Pardon the Saints (0-1) for not taking Cleveland’s word on that.

Saints coach Sean Payton and defensive coordinator Rob Ryan said Friday their team indeed had prepared itself to face a hurry-up scheme that almost powered a comeback win for the Browns five days earlier.

“I am sure they will run that, especially since they are at home in a quiet crowd, so they can operate even more effectively,” said Ryan, whose defense surrendered the NFL’s most yards (589) during the first week of the season in Sunday’s 37-34 overtime defeat at Atlanta. “That is what made that so impressive. ... You are doing that in Pittsburgh, which is ... loud.”

After falling behind 27-3 by halftime while deploying an offense that huddled up before each snap, the Browns had quarterback Brian Hoyer run an attack that did not huddle up on 27 of 40 plays over the third and fourth quarters. Cleveland generated 288 yards in the second half after gaining only 101 in the first; and they scored on four straight possessions following halftime to tie the score at 27 with more than 11 minutes to go before losing on a last-second field goal.

Hoyer (19-of-31 for 230 yards and a touchdown) completed 15 of his 19 second-half throws for 173 yards and a touchdown. On the ground, the Browns picked up 121 of their 183 rushing yards and two touchdowns.

Hoyer did much of his damage throwing on plays that had him fake handoffs and then roll out toward the sideline. While Hoyer did well selling the fake handoffs, what facilitated his job in that area was the success the Browns had running the ball, frequently from formations that used two tight ends and two wide receivers.

Payton on Friday said that particular alignment made the Browns’ hurry-up package different from that of other teams who might prefer to use three receivers and one tight end. He added the fact that Hoyer rolled out to both sidelines at Pittsburgh could “put a lot of stress” on the Saints safeties and linebackers if he did the same Sunday.

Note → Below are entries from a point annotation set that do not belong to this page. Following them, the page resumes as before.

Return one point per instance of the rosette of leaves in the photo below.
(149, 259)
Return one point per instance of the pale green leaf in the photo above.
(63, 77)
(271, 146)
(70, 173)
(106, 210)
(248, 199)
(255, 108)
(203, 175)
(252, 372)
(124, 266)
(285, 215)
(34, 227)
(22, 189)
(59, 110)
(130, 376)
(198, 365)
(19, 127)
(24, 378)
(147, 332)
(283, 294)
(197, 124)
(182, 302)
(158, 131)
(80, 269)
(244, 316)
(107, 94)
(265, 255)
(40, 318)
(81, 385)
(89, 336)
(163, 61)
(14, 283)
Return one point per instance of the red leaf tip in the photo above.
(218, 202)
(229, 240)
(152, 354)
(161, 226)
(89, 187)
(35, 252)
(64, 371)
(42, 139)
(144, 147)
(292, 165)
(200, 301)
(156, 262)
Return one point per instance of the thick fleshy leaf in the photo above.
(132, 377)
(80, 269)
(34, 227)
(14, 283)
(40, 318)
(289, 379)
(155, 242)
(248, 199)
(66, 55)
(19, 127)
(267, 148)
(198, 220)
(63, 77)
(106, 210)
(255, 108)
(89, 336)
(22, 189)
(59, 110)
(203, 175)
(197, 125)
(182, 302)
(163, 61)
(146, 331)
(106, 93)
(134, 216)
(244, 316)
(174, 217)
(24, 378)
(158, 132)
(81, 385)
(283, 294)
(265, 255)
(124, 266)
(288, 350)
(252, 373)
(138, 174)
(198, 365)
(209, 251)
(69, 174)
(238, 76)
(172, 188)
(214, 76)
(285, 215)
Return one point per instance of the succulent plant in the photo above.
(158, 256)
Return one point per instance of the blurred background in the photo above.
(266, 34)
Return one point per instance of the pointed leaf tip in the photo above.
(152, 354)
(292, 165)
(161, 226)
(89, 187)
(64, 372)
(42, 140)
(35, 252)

So the Saints this week quickened the pace at which their scout team ran plays in practice. Payton said it’d be key for the defense to quickly understand both what the Browns are accomplishing with their run game and the play-fake opportunities that could present.

For his part, Ryan said the Saints have been working to fortify themselves against any hurry-up schemes they might encounter this season ever since they began installing the defense in the preseason. He alluded to how he and the Saints in a January playoff victory at Philadelphia last season limited the Eagles’ vaunted up-tempo offense to 256 yards, well under their 2013 average of 417.2.

“I know they were successful with the no-huddle,” Ryan said of Cleveland. “But we’ll be ready to roll, just like we were against Philadelphia.”

Of course, it’s possible Browns coach Mike Pettine was being honest when he insisted to reporters Friday that the no-huddle is “a weapon ... (and) not our lifestyle.” But, in case Pettine was staying loose with the facts, exclude the Saints from those who’d be surprised.